Subjecting the entire organization to the stress of a change program may not be justified and may even turn out to be counterproductive. Get a thorough understanding of your company's value chain and see how it needs to be reconfigured to fit in with the altered sources of competitive advantage of your industry.
In any business downturn the focus of attention inevitably gets directed towards the need to manage costs of operations. However, an indiscriminate cutting of costs can be counterproductive.
Economic downturns are cyclical and are eventually followed by upturns. Any restructuring undertaken during a downturn should not trap the organization into a surprise when the inevitable upturn arrives as it eventually will.

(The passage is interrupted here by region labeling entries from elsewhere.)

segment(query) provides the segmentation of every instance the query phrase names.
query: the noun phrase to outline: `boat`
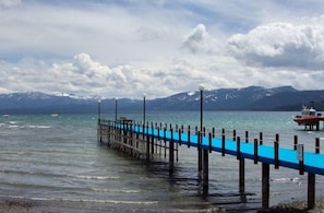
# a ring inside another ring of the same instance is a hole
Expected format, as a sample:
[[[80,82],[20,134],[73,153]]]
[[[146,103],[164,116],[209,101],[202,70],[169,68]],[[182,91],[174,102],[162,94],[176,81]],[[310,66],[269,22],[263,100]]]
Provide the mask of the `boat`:
[[[293,121],[305,126],[305,128],[309,126],[310,129],[313,129],[315,126],[319,129],[320,121],[324,121],[324,117],[321,114],[316,114],[316,109],[313,107],[309,108],[303,105],[300,115],[293,117]]]

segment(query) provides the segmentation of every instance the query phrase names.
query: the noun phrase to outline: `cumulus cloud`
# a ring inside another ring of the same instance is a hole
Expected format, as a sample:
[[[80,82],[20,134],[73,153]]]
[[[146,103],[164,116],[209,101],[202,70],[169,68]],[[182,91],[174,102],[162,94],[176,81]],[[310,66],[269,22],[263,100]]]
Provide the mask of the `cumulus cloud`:
[[[309,8],[295,7],[291,17],[279,1],[75,2],[0,0],[0,93],[323,87],[324,15]]]
[[[22,0],[0,0],[0,9],[1,8],[12,8],[15,5],[20,5]]]
[[[323,69],[324,26],[271,23],[233,35],[228,47],[230,54],[250,64]]]
[[[209,36],[204,24],[199,24],[184,37],[182,47],[192,54],[213,54],[216,40]]]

Do not succumb to the temptation to focus on the immediate short term at the expense of long term viability. Is professional development a luxury at downturns?
How to Change?
The challenge for management during a business slump is to remind the organization that there is a butterfly within each one of us. The process of change may be painful and ugly, but the end result could be exciting, very much like a caterpillar turning into a butterfly.
Employees will be skeptical. Management must 'walk the talk.' Employees have legitimate concerns and they must be addressed. “My door is open” sounds hollow when management only wants a captive audience for its monologue!
How do you get an organization behind you at such trying times?
Clarify the issues and get a 'buy in' from the organization before trying to implement the change. Leadership is about managing energy.
“If leaders don't manage people's energy and their emotion and their fear, then what is going to happen is very predictable” explains Management Consultant Blanchard. Employees will spend more energy worrying about things they cannot control.
Be open with information even if it is bad. In the absence of information employees create their own conclusions. At the same time do not forget the bright spots. Let people know that all is not gloom and doom.
Rally the entire organization behind one objective of the need for change. While this idea is indisputably valid, achieving organizational cohesion is not easy particularly at uncertain times.
Change is viewed differently by individuals. The perceived impact on themselves of the change results in the energy of response which is not uniform throughout the organization.
Paul Strebel, an IMD prefessor refers to “Response Clusters” within organizations and identifies four typical clusters in most business organizations. These are change agents, traditionalists, bystanders and resistors. Each of these clusters is different in terms of their perceptions of change and the intensity of their response.
The two clusters that are critical in any organization, and of particular interest in turnaround situations, are the change agents and the resistors. Identify the change agents early on and let them be the apostles for spreading the message of change. The resistors are not to be despised either. They could be the staunchest supporters once converted to the idea of change.
Remember that change fails when management is more focused on increasing the pressure for change rather than reducing the resistance.